Nearly 125 million people in the United States watch satellite TV on a daily basis. According to Leichtman Research Group, satellite TV services took on as many as 190,000 subscribers in 2016 , a sharp contrast to the 450,000 subscriber loss in 2015. This reflects a changing attitude among TV viewers and a corresponding response by satellite providers.
Local Provider Responds to Common Gripe
In Denver, the local Douglas County satellite TV provider was recently knocked on its heels by a huge quarterly loss. To increase demand and give move subscribers a choice of what they really wanted to watch, they introduced the Flex Plan. It offers 50 popular channels like Food Network, CNN and USA without forcing local network and other “junk” programming down the throats of fed-up consumers. Subscribers see what they want for less than $30 a month. Those who fancy local networks, children’s programs and sports packs can add them for an extra cost. Subscribers can cancel or add packs without paying a fee. The Flex Plan idea isn’t entirely a pick-and-choose affair, but it does give consumers some level of choice in the channels they have to pay for and watch.
Satellite Without a Dish?
Many homeowners wrestle with the idea of having a dish installed on their roof. While not as visually blighting as the old yagi arrow antennas, they can affect the aesthetics of a roofline (and they usually only come in battleship grey). Some HOAs object to them and insist their homeowners get cable. Well, “times they are a changing,” as the song goes. Satellite TV customers may soon be able to ditch the dish without losing the service they’ve opted for. One such provider is Sky, who will be letting users watch satellite programming without the dish on their rooftops or outside wall. Known as Sky Q, the new service will enable millions of new homes to enjoy their Sky TV—dish-free. The enhanced service is expected to go live in the UK in 2018 via a broadband connection. Sky is also expected to offer a software update to its box, adding a number of most-wanted features to its Sky Q service. Included in the new features are voice search and the ability to customize viewing—like being able to record six shows, while watching a seventh live.
Adding Loyalty Incentives to the Picture
Taking a lesson from cable providers, some satellite TV firms are beginning to offer loyalty incentives to long-term subscribers. The rewards to legacy customers typically include exclusive benefits, such as apps that reveal a service’s broadband speed, a monthly bill review, offering flexible bill pay options and better support with easy to follow step-by-step videos and articles.
More Efficient Satellites for 4K & 8K
To meet the demand for the millions of 4K TV sets that are now flooding the market, satellite transmission is moving beyond current DVB-S2 standards to new levels of efficiency. New standards are already being specified and tested. For satellite providers, the new DVB-S2 standards mean increased efficiency, higher speeds and generally better all around service. Providers can expect significant improvements over current standards in UHDTV 4K and 8K services, which use far higher bitrates than HD and SD content.
More Bandwidth Changing Viewing Habits
Subscribers’ changing viewing habits are driving satellite TV to new and, perhaps better, thresholds.
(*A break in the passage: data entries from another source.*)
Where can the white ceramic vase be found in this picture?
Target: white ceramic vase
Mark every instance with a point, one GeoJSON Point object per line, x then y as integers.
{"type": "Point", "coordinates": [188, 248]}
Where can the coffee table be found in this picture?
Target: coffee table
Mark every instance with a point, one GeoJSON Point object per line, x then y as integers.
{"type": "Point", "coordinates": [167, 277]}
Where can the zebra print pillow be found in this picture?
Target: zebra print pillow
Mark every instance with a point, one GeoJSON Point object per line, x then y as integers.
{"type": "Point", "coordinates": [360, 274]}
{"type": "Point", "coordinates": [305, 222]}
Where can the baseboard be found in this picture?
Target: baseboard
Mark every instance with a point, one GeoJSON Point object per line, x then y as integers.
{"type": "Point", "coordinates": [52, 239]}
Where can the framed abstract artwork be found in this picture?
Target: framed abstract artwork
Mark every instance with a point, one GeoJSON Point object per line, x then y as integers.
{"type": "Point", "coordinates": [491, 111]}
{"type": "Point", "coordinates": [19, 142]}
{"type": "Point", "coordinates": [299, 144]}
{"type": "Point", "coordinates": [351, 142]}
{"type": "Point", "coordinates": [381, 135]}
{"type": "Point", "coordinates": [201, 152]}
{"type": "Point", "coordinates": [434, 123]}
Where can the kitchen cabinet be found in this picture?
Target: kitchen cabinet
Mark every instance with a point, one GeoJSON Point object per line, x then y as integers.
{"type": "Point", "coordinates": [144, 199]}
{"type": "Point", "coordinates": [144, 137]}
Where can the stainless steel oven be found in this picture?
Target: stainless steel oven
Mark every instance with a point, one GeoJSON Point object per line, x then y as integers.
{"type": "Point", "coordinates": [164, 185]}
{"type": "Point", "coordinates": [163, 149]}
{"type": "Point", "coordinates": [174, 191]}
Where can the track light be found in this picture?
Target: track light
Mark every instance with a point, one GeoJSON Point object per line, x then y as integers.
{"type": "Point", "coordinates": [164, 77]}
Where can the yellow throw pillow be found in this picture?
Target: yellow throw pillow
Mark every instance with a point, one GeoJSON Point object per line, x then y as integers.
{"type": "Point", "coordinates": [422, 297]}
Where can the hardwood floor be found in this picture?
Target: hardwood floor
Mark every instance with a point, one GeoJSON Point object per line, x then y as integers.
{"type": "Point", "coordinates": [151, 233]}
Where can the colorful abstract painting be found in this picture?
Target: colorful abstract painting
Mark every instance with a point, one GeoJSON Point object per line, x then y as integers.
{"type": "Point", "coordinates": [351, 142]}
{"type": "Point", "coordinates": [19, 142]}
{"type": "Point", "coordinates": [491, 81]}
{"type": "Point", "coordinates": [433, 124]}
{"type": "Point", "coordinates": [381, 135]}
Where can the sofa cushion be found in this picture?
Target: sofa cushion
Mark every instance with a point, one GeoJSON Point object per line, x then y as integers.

Over-the-Top (OTT) and bandwidth demand are affecting how satellite bandwidth is used and viewed. Increasingly popular live content, like world title boxing matches or NBA playoffs, are keeping demand right up there with Game of Thrones. Subscription Video-On-Demand (S-VOD) and millennial mobile viewing habits are moving satellite TV into new consumption arenas.
It’s a changing world for both subscribers and providers as satellite TV takes on the challenges of the next decade.